Le prix de l’immobilier a dépassé les années de la bulle au Japon

La zone autour du quartier Gion et du quartier Higashiyama à Kyoto grouille de touristes étrangers. Le prix des terrains a été le deuxième taux de croissance le plus élevé parmi tous les quartiers commerciaux du Japon cette année.

Les prix des terrains au Japon ont augmenté par rapport à l’année précédente pour la première fois en 27 ans, alimentés par des sites touristiques prisés par les touristes étrangers et par les zones urbaines où des projets de réaménagement sont en cours.

Parmi les 10 principaux lieux des enquêtes ayant enregistré les taux de croissance les plus élevés, cinq étaient situés à Kyoto.
Cela s’explique par l’ouverture rapide des hôtels et des magasins en raison de l’augmentation du nombre de touristes étrangers.

La moyenne nationale des prix des terres de référence à partir du 1er juillet a augmenté de 0,1 % sur un an plus tôt.
À partir du même jour en 2017, la moyenne nationale avait chuté de 0,3% par rapport à l’année précédente.

Le prix le plus élevé des terrains commerciaux au Japon est dans le quartier Ginza 2-chome de Tokyo, où se trouve actuellement le bâtiment Meijiya Ginza. Le prix était de 41,9 millions de yens (373,935 Euros) le mètre carré, dépassant de loin les 38 millions de yen de 1990 et 1991, pendant les années de l’économie de «bulles».

En revanche, les prix des terrains commerciaux au Japon ont baissé de 0,6% en moyenne. Le taux de baisse était inférieur aux 1,1% enregistrés l’an dernier. Cette baisse signifie que les prix des terrains sont restés bas dans les zones rurales où les systèmes de transport sont pauvres et où les populations diminuent.

Pendant ce temps, la moyenne nationale des prix des terrains résidentiels a baissé aussi de 0,3% cette année, marquant une baisse pour la 27e année consécutive. La baisse a été inférieure à celle de l’an dernier (0,6%).

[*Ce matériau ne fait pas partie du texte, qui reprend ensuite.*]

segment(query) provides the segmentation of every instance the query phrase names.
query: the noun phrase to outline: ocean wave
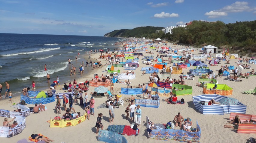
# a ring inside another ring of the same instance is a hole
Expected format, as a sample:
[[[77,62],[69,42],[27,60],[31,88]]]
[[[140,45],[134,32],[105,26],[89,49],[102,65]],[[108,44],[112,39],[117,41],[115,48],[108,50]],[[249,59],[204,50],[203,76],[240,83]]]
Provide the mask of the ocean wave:
[[[40,78],[45,77],[47,75],[47,73],[49,74],[53,74],[55,72],[58,72],[61,70],[64,70],[68,66],[68,65],[67,64],[67,62],[64,62],[61,63],[58,65],[60,65],[62,66],[60,67],[54,67],[50,70],[47,70],[47,71],[41,71],[38,72],[38,71],[34,71],[34,73],[36,74],[35,75],[33,75],[32,76],[38,78]]]
[[[88,44],[87,44],[88,45]],[[77,45],[70,45],[70,46],[83,46],[83,45],[87,45],[87,44],[77,44]]]
[[[23,52],[23,53],[15,53],[14,54],[9,54],[8,55],[2,55],[2,56],[16,56],[18,55],[20,55],[21,54],[32,54],[34,53],[40,53],[40,52],[47,52],[48,51],[51,51],[52,50],[55,50],[57,49],[60,49],[60,47],[59,47],[58,48],[46,48],[44,49],[42,49],[40,48],[39,49],[40,50],[38,50],[38,51],[33,51],[33,52]]]
[[[54,44],[44,44],[44,45],[57,45],[58,44],[56,43]]]
[[[42,58],[35,58],[38,60],[41,60],[42,59],[45,59],[48,58],[50,58],[50,57],[52,57],[53,56],[53,55],[51,55],[49,56],[46,56],[44,57],[42,57]]]
[[[18,78],[17,78],[17,79],[18,79],[18,80],[23,80],[25,81],[25,80],[27,80],[27,79],[30,79],[30,78],[29,76],[27,76],[24,78],[22,78],[21,79],[19,79]]]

Parmi les 10 premiers sites affichant les taux de croissance les plus élevés, trois se situaient à Kutchan, à Hokkaido, dont le district de Niseko est populaire pour les touristes étrangers qui aiment skier.

Autour du quartier Gion, du quartier Higashiyama de Kyoto, qui regorge de touristes, le prix des terrains dans une zone commerciale près du sanctuaire de Yasakajinja était de 2,17 millions de yens par mètre carré, en hausse de 29,2% par rapport à l’an dernier. Le taux de croissance était le deuxième plus élevé parmi toutes les zones commerciales au Japon.

En janvier, le magasin Lawson, situé devant le sanctuaire depuis environ 20 ans, a fermé ses portes. Tsuruha Drug, une pharmacie, a ouvert sur le site en mars. La fermeture du magasin Lawson était apparemment due à la forte hausse des prix locatifs. «Lorsque nous avons négocié le renouvellement du contrat, nous n’avons pas pu accepter les conditions offertes par le propriétaire», a déclaré le bureau des relations publiques de Lawson.
Tsuruha Holdings Inc., la société mère de Tsuruha Co., qui exploite la pharmacie, a déclaré: «L’ouverture de notre magasin sur le site augmentera la reconnaissance du public par notre public. Par conséquent, il sera plus facile pour nous d’ouvrir des points de vente dans d’autres endroits. » Étant donné que de nombreux touristes étrangers (Chinois) aiment faire leurs courses dans les pharmacies, les responsables de Tsuruha pensent que l’entreprise peut réaliser des bénéfices même si les prix des terrains restent élevés.

Le nombre d’étrangers qui ont passé une nuit à Kyoto en 2017 s’est élevé à 3,53 millions, un record.
En ville, les hôteliers étrangers ouvrent rapidement des hôtels bas de gamme. En outre, les maisons traditionnelles de Kyoto, appelées «Kyomachiya», sont en train d’être converties en logements très agréable.

«Kyoto regorge de ressources touristiques, mais son marché immobilier est petit. Par conséquent, lorsque de (bons) biens immobiliers sont mis sur le marché, ils se vendent à des prix étonnamment élevés ».